Perhaps equally as insidious as a handful of discriminatory and abusive professors is the apparent widespread tolerance of perpetrators, both new and old, at the College. The 38 faculty members who signed a letter disputing Comaroff’s forced unpaid leave effectively discredited the women brave enough to speak up.
These 38 professors claimed to be concerned about the effects of the Comaroff decision on their “ability to advise [their] own students.” This would be hilariously ironic if it wasn’t such a disturbing betrayal. If these professors were so worried about being good mentors and advisors, they wouldn’t undermine students who have been victimized.
To those professors: I, too, am worried about your ability to advise your own students.
The open letter disputing Comaroff’s unpaid leave praises his great influence while expressing “dismay” at his punishment. This argument on Comaroff’s behalf aligns with the University’s priorities all too well. Harvard’s slap-on-the-wrist responses to abuses of power demonstrate that for the University, ethics often take a backseat to ‘brilliance’ and intellectual progress.
Harvard knew about Comaroff’s abusive habits before they hired him, according to the lawsuit recently filed by three graduate students in the Anthropology department. In 2010, Harvard rehired renowned economic expert Lawrence H. Summers as a professor even though he had resigned from his position as University President in 2006 following an uproar over his sexist comments, in which he suggested that women are naturally worse at STEM subjects than men.
Harvard allowed Fryer, a rising star in the field of economics, to return to teach undergraduates despite the fact that he sexually harassed subordinates. Harvard virtually ignored years of disturbing abuse at the hands of Dominguez until, after he had already retired from his position in the Government department, they belatedly stripped him of “emeritus status.”
And these are merely cases that have made it into The Crimson in recent times. Just as we carefully require rules of ethics in scientific discovery, we must not let the intellectual feats of “star” faculty overshadow our ethical obligations to student safety. As summarized in the graduate student lawsuit, Harvard’s current system is “designed to protect the University, its reputation, and the faculty who sustain that reputation at the expense of its students.” Harvard must not tolerate or dismiss discrimination and harm, and while I believe that people can change, the risks and injustices of quickly forgiving and forgetting faculty abuses are high. And frankly, students shouldn’t be the guinea pigs for historically harmful professors’ character growth.
I appreciate the faculty response letter — signed by nearly twice as many faculty as the first — which condemns the open letter supporting Comaroff. I am warily grateful for the many retractions from the signers of that original open letter. I’ve been touched and heartened by the tenacious work of my co-organizers in Our Harvard Can Do Better and HGSU’s Feminist Working Group as we’ve mobilized for change at Harvard.
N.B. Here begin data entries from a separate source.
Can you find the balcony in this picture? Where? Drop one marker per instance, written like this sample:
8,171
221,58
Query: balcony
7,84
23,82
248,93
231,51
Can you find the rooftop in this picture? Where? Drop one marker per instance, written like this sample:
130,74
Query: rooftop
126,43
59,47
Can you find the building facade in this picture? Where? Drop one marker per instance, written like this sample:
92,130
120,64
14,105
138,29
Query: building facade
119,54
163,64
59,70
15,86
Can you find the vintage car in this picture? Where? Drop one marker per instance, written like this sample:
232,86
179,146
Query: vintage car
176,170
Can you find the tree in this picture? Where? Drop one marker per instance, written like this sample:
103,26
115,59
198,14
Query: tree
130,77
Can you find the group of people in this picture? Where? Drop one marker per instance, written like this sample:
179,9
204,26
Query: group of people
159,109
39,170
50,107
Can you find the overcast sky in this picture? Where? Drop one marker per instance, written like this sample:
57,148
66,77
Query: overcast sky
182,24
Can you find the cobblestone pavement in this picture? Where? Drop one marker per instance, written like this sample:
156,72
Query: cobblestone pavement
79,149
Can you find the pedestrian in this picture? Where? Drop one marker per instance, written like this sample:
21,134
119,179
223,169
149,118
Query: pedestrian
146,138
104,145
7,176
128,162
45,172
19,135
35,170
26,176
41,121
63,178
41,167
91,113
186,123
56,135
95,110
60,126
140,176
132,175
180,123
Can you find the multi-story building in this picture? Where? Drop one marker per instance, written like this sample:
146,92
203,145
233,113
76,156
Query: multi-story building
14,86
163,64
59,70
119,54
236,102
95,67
I hope that together, we can root out Harvard’s poisonously permissive practices that have repeatedly placed students at risk.
Ultimately, we, as a Harvard community — administrators, tenured faculty, undergraduates, deans, graduate students, house administrators, all of us — must not prioritize intelligence over ethics, reputation over truth, personal job security over believing survivors, or our ambitions over our own dignity and safety.
Annabelle J.L. Finlayson ’22, a Crimson Editorial editor, is an Applied Mathematics concentrator in Adams House and a member of Our Harvard Can Do Better.